Polscy skoczkowie drugi sezon z rzędu nie mogą być zadowoleni z osiągnięć. Mistrzostwa świata w Trondheim nie rozwiały wątpliwości dotyczących pracy Thurnbichlera. Małysz przyznał, że zarząd PZN postanowił poczekać do końca sezonu, aby podjąć decyzje dotyczące przyszłości trenera.
ZOBACZ WIDEO: Artur Siódmiak został legendą. Niebywałe, co stało się na drugi dzień
- Zarząd powiedział, że trzeba dojść do końca sezonu tak, jak jest i pewne rzeczy wtedy rozliczyć. Przyszła do zarządu propozycja, kto jedzie na mistrzostwa świata, a kto nie. Była argumentacja, co do braku Kamila - wyjaśnił Małysz.
W kontekście decyzji o nieobecności Kamila Stocha na mistrzostwach, Małysz podkreślił, że zarząd długo dyskutował, czy postąpić wbrew trenerowi. Ostatecznie uznano, że Thurnbichler, jako odpowiedzialny za skoczków, powinien mieć decydujący głos.

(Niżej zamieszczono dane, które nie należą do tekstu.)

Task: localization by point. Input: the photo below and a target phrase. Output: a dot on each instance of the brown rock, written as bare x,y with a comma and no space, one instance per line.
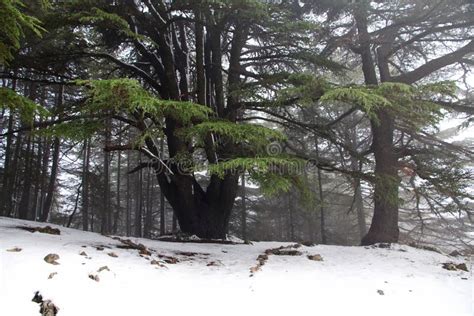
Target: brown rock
94,277
51,258
14,249
462,266
316,257
449,266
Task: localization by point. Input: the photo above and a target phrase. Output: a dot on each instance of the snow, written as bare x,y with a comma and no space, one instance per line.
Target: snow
344,283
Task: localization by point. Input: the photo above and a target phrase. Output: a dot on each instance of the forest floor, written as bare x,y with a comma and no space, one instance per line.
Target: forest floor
100,275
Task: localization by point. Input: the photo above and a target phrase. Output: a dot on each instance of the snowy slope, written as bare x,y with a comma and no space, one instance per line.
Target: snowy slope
346,282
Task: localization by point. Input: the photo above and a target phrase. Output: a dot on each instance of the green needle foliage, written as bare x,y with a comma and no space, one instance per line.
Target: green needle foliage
14,25
414,106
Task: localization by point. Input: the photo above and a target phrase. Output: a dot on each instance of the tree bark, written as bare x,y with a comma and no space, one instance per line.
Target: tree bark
244,209
85,185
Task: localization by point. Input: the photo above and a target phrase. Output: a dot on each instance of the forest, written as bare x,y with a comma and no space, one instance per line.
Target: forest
236,157
332,122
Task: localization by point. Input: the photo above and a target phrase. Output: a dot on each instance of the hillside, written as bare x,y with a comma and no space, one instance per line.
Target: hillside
163,278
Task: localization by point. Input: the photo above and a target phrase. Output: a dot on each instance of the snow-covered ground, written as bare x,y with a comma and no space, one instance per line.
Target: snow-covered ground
214,279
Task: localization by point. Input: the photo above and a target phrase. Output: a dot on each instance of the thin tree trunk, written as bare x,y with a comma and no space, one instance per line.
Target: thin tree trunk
244,209
8,172
85,185
128,224
139,201
52,181
23,207
119,175
321,198
149,208
291,225
55,163
105,227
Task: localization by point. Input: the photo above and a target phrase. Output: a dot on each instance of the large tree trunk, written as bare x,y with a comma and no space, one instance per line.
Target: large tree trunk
23,207
85,185
384,227
55,164
204,214
52,181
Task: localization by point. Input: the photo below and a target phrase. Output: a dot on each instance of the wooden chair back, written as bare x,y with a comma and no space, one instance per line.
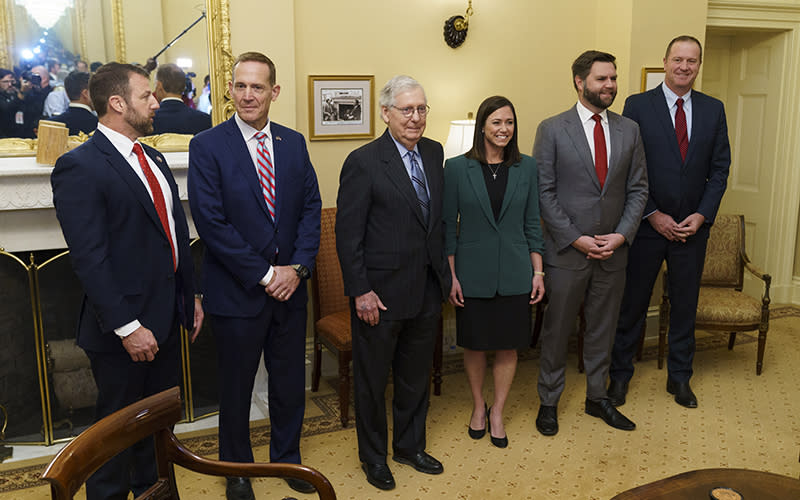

- Uzasadnienie jest proste. Jest w naszym regulaminie, że mają jechać najlepsi. Jeśli Thomas by chciał, mógłby zabrać tego szóstego zawodnika - dodał Małysz.
Małysz nie ukrywa, że przyszłość Thurnbichlera jest niepewna. Zarząd PZN rozważa, czy dać mu pełne zaufanie, czy wprowadzić zmiany przed nadchodzącym sezonem olimpijskim.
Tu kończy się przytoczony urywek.